Here is where I disagree. Most people don’t love or even like themselves. They act like they do but they are deep down insecure as hell. The ones that take the most selfies we often think love themselves the most but when we dig in we realize this is not true.

They search for approval from others that is never coming, they are lonely, hurting and they use social media to build themselves into something they don’t feel inside. If you don’t believe, spend some time in a high school, and it is more evident than ever. This matters because though people say to love themselves and it sounds good most have lost touch with how to do that.

I have met so many young people in the day and age that are clearly so uncomfortable in their skin. They feel like they are

too dark

too light

too tall

too short

too much acne

too much forehead

too many crooked teeth

too little muscle

too much muscle

too smart

too dumb

too little accomplishment

too unimportant

the list goes on and on…

One thing my lisp taught me was just to embrace it all because people were going to make fun of me anyway, so I had to love who I was. This never meant that I was not going to improve, but what if I was not able to, should I just have called my life a waste?

It is all about how you decide to look at life.

Keep Getting Better On Your Own Schedule

If you want to get better then get better for yourself. They say focus on your strengths and not your weaknesses, but the issue is that most of us have no idea of either.

We think we are strong at some things, but we find out that we are not as good as we thought.
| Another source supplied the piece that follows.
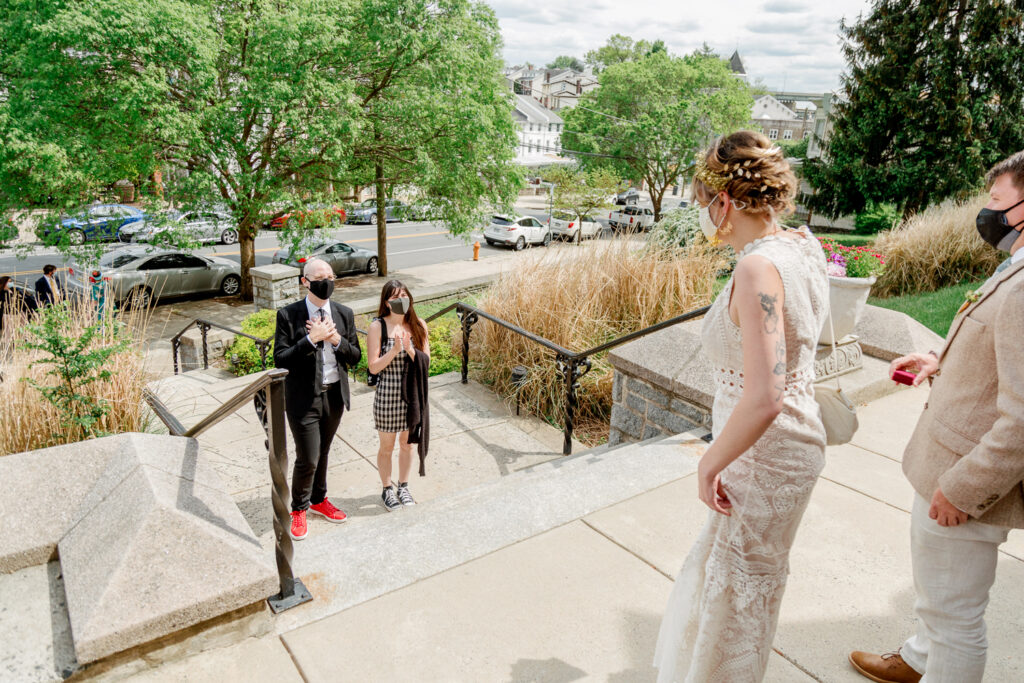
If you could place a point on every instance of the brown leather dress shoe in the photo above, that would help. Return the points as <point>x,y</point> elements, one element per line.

Then something like public speaking comes along, and we believe that we suck at it because of a lisp, and the truth is that we just need to work at it.

Don’t be scared to roll up your sleeves and work at something that you may not be the greatest at.

You Decide What is An Obstacle

The problem with this world is we place limitations on other people, and I hate that. If you can’t do something, don’t put that crap on me. I had a teacher try and correct my lisp, and I would not change it. She then implied that I would have issues with speaking. Why?

I never had any issues speaking in front of people my entire life. I don’t know where she found that limitation but if you believe something will not be a problem for you then it won’t.

If there is something that you want to do but you just can’t seem to pull the trigger, ask yourself why. Dig deep into your mind and figure out who put a limitation on you.

Kids don’t have limitations. Watch a 3-year-old play. They feel like they can do whatever, however, and they don’t worry about the repercussions of their choices at all. Time passes, and we grow older, we hear the voices, the haters, the doubters, the liars, and we get scared to do what we were meant to do.

In Overcoming You Build Strength

In our sports-crazy world, we forget that losing builds character. When you win a lot, you don’t learn a whole lot. You don’t need to. Find the person who is down and out though and they could write a book full of lessons.

When my parents had told me I had overcome my lisp, it got me excited for two reasons. The 1st being that I was that all of those years I never let it bother me because from day 1 I never really thought it was an issue to say the letter S with your tongue between your teeth. I knew I could speak better and year after year I just worked at it.

The second reason though is because it was a weird personal victory that I took pride in. Something as simple of a lisp and an I had a mini celebration in my mind.

You feel unstoppable in those moments that you overcome.

Overcome more and you will be more confident in yourself in any situation.

PS. The more transparent I am about my personal shortcomings, the more I genuinely love myself because no one can say anything about me that I have not already told people myself.

Double PS. I still have a lisp and I am still speaking and writting baby!